HHS Proposes Changes To HIPAA That Would Empower Patients And Providers

Patients and providers would have more decision-making power over their health records under proposed changes to HIPAA. The Department of Health and Human Services’ Office for Civil Rights (OCR) last week recommended several changes that would make it easier for clinicians to share patient data with other providers, insurers and social service agencies for coordinating patient care.

“I give OCR a lot of credit for trying to come up with some proposals to really thread the needle in some difficult disclosure situations,” said Deven McGraw, a former deputy director for health information privacy at OCR.

Under the proposed rule, providers would be able to disclose patient data – to family members, for example — if they believe it’s in the patient’s best interest. It’s designed to allow more data sharing than current rules, which allow providers to base decisions only on “professional judgment.” The new standard would be more permissive, because it “presume(s) a covered entity’s good faith,” according to the proposed rule.

The changes also would make it easier for providers to disclose patient data to third-parties such as law enforcement when they believe a threat to health or safety is “serious and reasonably foreseeable,” rather than the current, stricter standard that allows disclosures only when there’s a “serious and imminent” threat to health or safety.

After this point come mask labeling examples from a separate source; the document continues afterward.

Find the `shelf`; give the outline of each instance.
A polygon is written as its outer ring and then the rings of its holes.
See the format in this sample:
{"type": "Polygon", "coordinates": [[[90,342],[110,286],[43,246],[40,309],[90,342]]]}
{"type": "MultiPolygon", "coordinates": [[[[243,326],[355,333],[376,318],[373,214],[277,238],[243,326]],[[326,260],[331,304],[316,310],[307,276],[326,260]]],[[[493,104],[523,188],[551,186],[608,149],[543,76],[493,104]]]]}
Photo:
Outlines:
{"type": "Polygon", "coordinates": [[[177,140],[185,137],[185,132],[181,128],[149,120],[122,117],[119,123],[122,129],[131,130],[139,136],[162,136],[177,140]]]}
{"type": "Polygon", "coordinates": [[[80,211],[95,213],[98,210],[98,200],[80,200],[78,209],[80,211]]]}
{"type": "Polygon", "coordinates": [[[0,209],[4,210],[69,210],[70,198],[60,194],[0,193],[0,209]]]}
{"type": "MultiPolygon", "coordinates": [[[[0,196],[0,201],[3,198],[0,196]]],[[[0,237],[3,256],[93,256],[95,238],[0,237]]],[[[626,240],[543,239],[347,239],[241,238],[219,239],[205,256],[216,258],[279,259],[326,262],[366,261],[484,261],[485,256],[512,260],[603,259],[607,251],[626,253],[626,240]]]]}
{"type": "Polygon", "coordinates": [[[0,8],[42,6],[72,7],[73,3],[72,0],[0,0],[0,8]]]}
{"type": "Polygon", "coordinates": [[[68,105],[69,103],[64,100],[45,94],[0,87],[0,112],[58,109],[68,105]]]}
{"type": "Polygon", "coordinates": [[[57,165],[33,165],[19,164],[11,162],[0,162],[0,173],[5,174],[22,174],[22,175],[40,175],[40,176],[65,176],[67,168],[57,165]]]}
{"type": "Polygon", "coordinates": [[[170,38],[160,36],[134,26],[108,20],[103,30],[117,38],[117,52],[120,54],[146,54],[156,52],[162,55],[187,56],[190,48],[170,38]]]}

“These are not easy judgment calls to make,” McGraw said. “You don’t really want regulators making the call on this one. Ideally, you want medical professions to be sharing when they should share and not sharing when they shouldn’t, but it’s very hard to get the legal standard right.”

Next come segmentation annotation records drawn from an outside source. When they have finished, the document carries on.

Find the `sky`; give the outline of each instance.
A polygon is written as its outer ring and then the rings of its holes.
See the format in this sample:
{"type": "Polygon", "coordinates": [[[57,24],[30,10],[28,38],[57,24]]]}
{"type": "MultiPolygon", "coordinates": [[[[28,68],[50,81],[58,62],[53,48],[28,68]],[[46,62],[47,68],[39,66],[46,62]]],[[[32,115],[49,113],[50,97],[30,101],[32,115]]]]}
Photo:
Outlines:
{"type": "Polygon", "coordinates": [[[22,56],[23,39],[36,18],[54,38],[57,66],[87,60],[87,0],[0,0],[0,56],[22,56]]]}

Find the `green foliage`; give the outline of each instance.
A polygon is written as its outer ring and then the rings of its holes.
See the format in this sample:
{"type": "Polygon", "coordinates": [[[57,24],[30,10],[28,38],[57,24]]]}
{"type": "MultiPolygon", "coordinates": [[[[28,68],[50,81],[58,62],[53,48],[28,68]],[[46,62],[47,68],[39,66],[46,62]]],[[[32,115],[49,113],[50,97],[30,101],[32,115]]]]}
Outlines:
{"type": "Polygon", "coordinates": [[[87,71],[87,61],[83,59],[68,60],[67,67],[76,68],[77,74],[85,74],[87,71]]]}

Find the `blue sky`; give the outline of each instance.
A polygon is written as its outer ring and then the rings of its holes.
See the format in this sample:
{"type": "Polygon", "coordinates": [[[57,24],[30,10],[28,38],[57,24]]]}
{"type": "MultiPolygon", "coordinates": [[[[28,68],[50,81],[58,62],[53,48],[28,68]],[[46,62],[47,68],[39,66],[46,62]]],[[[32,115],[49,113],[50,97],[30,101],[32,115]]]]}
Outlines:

The proposed changes are in line with the Trump Administration’s focus on ensuring that regulations don’t stand in the way of patients being able to access their own health information, with updates such as shortening the period in which covered entities are required to respond to patients’ record requests from 30 to 15 days.

“It’s clear that there should not be barriers to individuals getting their own information into their own hands,” said Matthew Fisher, partner and chair of the health law group at Mirick O’Connell. “It’s long overdue, and feet are going to be held to the fire.”

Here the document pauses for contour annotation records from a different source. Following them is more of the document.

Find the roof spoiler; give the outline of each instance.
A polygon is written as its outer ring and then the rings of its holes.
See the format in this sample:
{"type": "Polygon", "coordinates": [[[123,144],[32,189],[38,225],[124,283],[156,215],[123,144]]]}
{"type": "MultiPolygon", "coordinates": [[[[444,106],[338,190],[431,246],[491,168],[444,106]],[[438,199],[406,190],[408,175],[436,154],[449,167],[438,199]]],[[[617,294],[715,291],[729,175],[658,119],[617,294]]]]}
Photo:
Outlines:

Michelle De Mooy, a data privacy and ethics consultant, supports the proposal to stop requiring patient signatures for privacy notices because “it’s basically useless for everybody involved.” She said it’s smart to keep HIPAA notices “short and sweet” so patients can easily understand their rights and how to exercise them.

Industry watchers expect a Biden administration to pick up the proposed rule and continue work on a final version after the public comment period closes, particularly because data sharing and patient privacy are largely bipartisan issues that have also been touted by Biden. “I would anticipate that this (proposed rule) keeps moving forward,” said Tom Leary, senior vice president of government relations at the Healthcare Information and Management Systems Society.

However, many of the proposed changes, such as requiring providers to respond to patients’ record requests in 15 days and restructuring how to verify patient identities, will require hospitals to revisit procedures for sharing records and maybe even hire new staffers to avoid creating more burden for those workers.

Rand Seigel, an attorney and partner in Manatt Health, recommends that hospitals ensure health information management or medical records departments have enough staff to review and respond to patient requests within the required 15-day window and IT systems are up-to-date so they can hook up to third-party apps, as well as educating staff about possible changes. “This recent shift to thinking more about sharing (data) and not erring on the side of protecting is a very significant shift in the mindset of a provider,” she said.

The public comment period for the proposed rule closes in February.